OSHA Whistleblower Retaliation Complaints Are on the Rise – Is Your Company Ready?

A version of this article was originally published in the October 2015 issue of The HR Specialist. It is reprinted here with permission.

Many employers are surprised to learn that the Occupational Safety and Health Administration (OSHA) is responsible for investigating whistleblower retaliation complaints under 22 separate federal statutes, not just the Occupational Safety and Health Act (OSH ACT). These statutes involve a wide range of subjects, including asbestos in schools, commercial motor and carrier safety, corporate fraud, environmental safeguards and more. Generally speaking, they all contain provisions that prohibit an employer from taking adverse employment action against an employee for engaging in “protected activity” under the particular statute.

In 2014, OSHA received 3,050 whistleblower retaliation complaints — a dramatic increase of more than 58 percent since 2005. And, in light of the following recent OSHA initiatives and judicial trends, these numbers will only continue to rise in the future:

  • In 2010, OSHA unveiled www.whistleblowers.gov, a website designed to inform employees about their rights under each of the 22 whistleblower statutes enforced by OSHA. As of late 2013, retaliation complaints can be filed directly online using the website, making it easier and more convenient for employees to assert retaliation claims against their employers.
  • On April 20, 2015, OSHA issued a memo emphasizing that it only needs “reasonable cause” to find merit in a retaliation complaint and that it does not have to determine that a violation, in fact, occurred. The memo also states that OSHA does not have to resolve all possible conflicts in the evidence or make credibility determinations; it only has to determine that a reasonable judge could believe that a violation occurred.
  • OSHA and certain courts are broadening their view of what constitutes “protected activity” under the various whistleblower protection statutes. For example, on May 7, 2015, a federal district court in Alabama entered a sweeping preliminary injunction against Lear Corp., holding that it unlawfully disciplined an employee in retaliation for exercising her rights under the OSH Act. The court determined that the employee engaged in protected activity when she posted a YouTube video, and approached the media, claiming that toluene diisocyanate (TDI) exposure at Lear’s facility was causing her health issues, even after OSHA and an independent testing facility both confirmed that the TDI levels at the facility were below legal limits. This appears to be an expanded view of what constitutes protected activity under the OSH Act. Historically, protected activity was limited to the filing of complaints under the OSH Act, testifying in an OSHA matter or exercising rights afforded by the OSH Act. See 29 U.S.C. § 660(c).

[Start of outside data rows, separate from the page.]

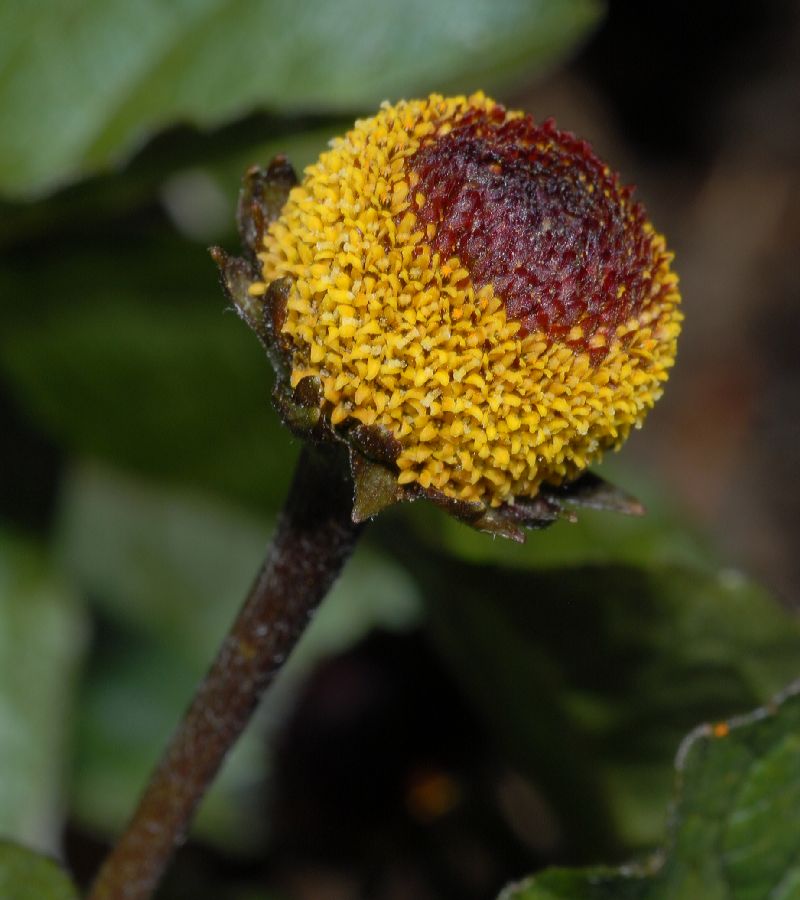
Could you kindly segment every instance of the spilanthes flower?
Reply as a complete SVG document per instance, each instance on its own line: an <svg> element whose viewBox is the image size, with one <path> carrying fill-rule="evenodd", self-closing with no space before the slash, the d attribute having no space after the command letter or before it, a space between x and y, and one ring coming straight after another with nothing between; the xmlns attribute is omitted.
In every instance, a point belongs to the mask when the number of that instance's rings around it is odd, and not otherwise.
<svg viewBox="0 0 800 900"><path fill-rule="evenodd" d="M283 421L321 446L94 900L152 894L365 519L424 497L524 540L573 505L637 511L587 467L675 357L672 256L630 189L483 94L386 104L299 184L283 157L251 169L238 219L245 256L212 256Z"/></svg>
<svg viewBox="0 0 800 900"><path fill-rule="evenodd" d="M384 104L299 184L253 170L240 228L224 283L287 423L350 448L358 515L427 496L518 537L675 358L672 254L631 189L483 94Z"/></svg>

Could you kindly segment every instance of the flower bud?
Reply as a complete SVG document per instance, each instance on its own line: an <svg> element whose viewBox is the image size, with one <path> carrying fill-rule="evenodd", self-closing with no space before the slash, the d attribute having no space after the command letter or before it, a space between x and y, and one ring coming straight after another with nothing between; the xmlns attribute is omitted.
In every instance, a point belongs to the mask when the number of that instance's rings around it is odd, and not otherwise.
<svg viewBox="0 0 800 900"><path fill-rule="evenodd" d="M219 261L278 348L284 417L348 443L384 495L530 524L660 396L672 254L552 121L483 94L384 104L292 181L282 161L251 177L251 263Z"/></svg>

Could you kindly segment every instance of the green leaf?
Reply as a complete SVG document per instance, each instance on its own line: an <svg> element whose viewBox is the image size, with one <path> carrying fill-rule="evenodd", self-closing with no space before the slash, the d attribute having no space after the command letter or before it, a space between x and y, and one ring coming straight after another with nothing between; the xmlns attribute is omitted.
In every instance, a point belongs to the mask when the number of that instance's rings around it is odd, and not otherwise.
<svg viewBox="0 0 800 900"><path fill-rule="evenodd" d="M63 565L93 598L101 624L78 710L73 807L84 824L113 832L221 643L271 525L202 495L85 465L66 481L58 531ZM406 629L419 612L410 578L359 548L204 802L200 834L231 850L253 846L266 824L265 739L299 683L371 628Z"/></svg>
<svg viewBox="0 0 800 900"><path fill-rule="evenodd" d="M270 116L212 134L173 130L149 143L122 171L96 175L38 203L0 202L0 248L43 236L52 247L54 238L97 229L98 222L159 200L189 237L205 244L231 240L235 198L247 168L283 153L302 171L331 135L350 124L330 117L318 123L316 118Z"/></svg>
<svg viewBox="0 0 800 900"><path fill-rule="evenodd" d="M680 737L798 671L800 624L737 572L412 558L467 695L586 854L661 840Z"/></svg>
<svg viewBox="0 0 800 900"><path fill-rule="evenodd" d="M174 122L356 111L551 65L597 0L80 0L0 5L0 191L40 194Z"/></svg>
<svg viewBox="0 0 800 900"><path fill-rule="evenodd" d="M174 236L19 254L0 273L0 371L66 449L274 509L296 445L263 350L204 248Z"/></svg>
<svg viewBox="0 0 800 900"><path fill-rule="evenodd" d="M552 870L502 900L796 900L800 897L800 682L766 707L703 725L678 754L660 858Z"/></svg>
<svg viewBox="0 0 800 900"><path fill-rule="evenodd" d="M0 897L3 900L78 900L58 863L24 847L0 841Z"/></svg>
<svg viewBox="0 0 800 900"><path fill-rule="evenodd" d="M0 532L0 836L41 850L55 850L61 836L83 624L74 594L38 548ZM0 885L2 877L0 860Z"/></svg>

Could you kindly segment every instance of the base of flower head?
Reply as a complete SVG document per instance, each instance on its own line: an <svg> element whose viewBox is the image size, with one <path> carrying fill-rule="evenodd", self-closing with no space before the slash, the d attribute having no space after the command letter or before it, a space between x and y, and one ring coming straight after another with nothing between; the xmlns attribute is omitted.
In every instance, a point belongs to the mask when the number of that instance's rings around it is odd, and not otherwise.
<svg viewBox="0 0 800 900"><path fill-rule="evenodd" d="M273 400L284 424L299 438L347 447L355 487L355 522L371 519L398 503L427 500L471 528L522 543L526 529L546 528L559 519L575 521L579 508L626 515L644 513L638 500L592 472L583 472L560 486L540 485L530 496L516 496L495 505L483 500L459 500L436 488L409 482L402 478L397 465L402 452L397 439L381 426L332 426L319 413L320 393L321 386L314 378L304 379L295 388L278 379Z"/></svg>
<svg viewBox="0 0 800 900"><path fill-rule="evenodd" d="M352 452L350 465L355 483L353 519L363 522L397 503L428 500L465 525L495 537L524 543L526 530L547 528L559 519L577 520L580 508L608 510L641 516L642 504L593 472L584 472L561 487L543 485L533 497L517 497L512 503L487 506L454 500L440 491L419 485L402 485L390 467Z"/></svg>

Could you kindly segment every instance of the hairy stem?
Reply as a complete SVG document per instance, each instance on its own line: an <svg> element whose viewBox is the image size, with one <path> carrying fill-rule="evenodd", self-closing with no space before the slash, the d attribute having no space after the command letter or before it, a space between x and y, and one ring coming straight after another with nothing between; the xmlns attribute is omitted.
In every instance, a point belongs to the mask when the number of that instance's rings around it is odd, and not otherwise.
<svg viewBox="0 0 800 900"><path fill-rule="evenodd" d="M342 461L306 447L261 571L89 900L153 895L226 753L350 556L360 530L352 507Z"/></svg>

In April 2015, OSHA’s Whistleblower Protection Advisory Committee, composed of both labor and management representatives, recommended “Best Practices for Protecting Whistleblowers and Preventing and Addressing Retaliation.” The best practices (http://www.regulations.gov/#!documentDetail;D=OSHA-2014-0028-0018) are aimed at preventing whistleblower retaliation complaints in the first instance and emphasize that a whistleblower protection system should include the following elements: (1) leadership commitment; (2) a “speak up” culture that encourages raising issues and fair resolutions; (3) independent, protective resolution systems for allegations of retaliation; (4) anti-retaliation training; (5) a monitoring program; and (6) independent auditing to determine if the protection program is actually working.

In light of the growing popularity of whistleblower complaints, it is more important now than ever for employers to be proactive and to take steps to   protecti themselves against potential retaliation complaints.Like any other administrative investigation, an OSHA whistleblower investigation can be costly, time-consuming and extremely disruptive to business.

An employer should take measures to be in the best possible position to defend against a whistleblower retaliation complaint when taking any adverse employment action against a whistleblower employee. Most important is conducting a fair, consistent and documented disciplinary and evaluation process so the employer can demonstrate that it had legitimate, independent grounds for an adverse employment action and that any protected whistleblower activity was not a factor in that decision. These measures should include the following:

  • consistent, brutally honest and accurate performance evaluations
  • uniform enforcement of safety and work rules
  • consistent and timely documentation of all instances of discipline, even “verbal” warnings or counseling
  • ensuring that similarly situated employees are treated the same with respect to disciplinary and other employment actions.

Finally, employers that are faced with an OSHA whistleblower retaliation complaint should consider using OSHA’s new alternative dispute resolution program, which was announced in August 2015. The program offers whistleblower parties the opportunity to negotiate a settlement with the assistance of a neutral, confidential OSHA representative with expertise in whistleblower investigations. According to OSHA, the new program “can be a valuable alternative to the expensive and time consuming process of an investigation and litigation. It will provide whistleblower complainants and respondents the option of exploring voluntary resolutions of their disputes outside the traditional investigative process.”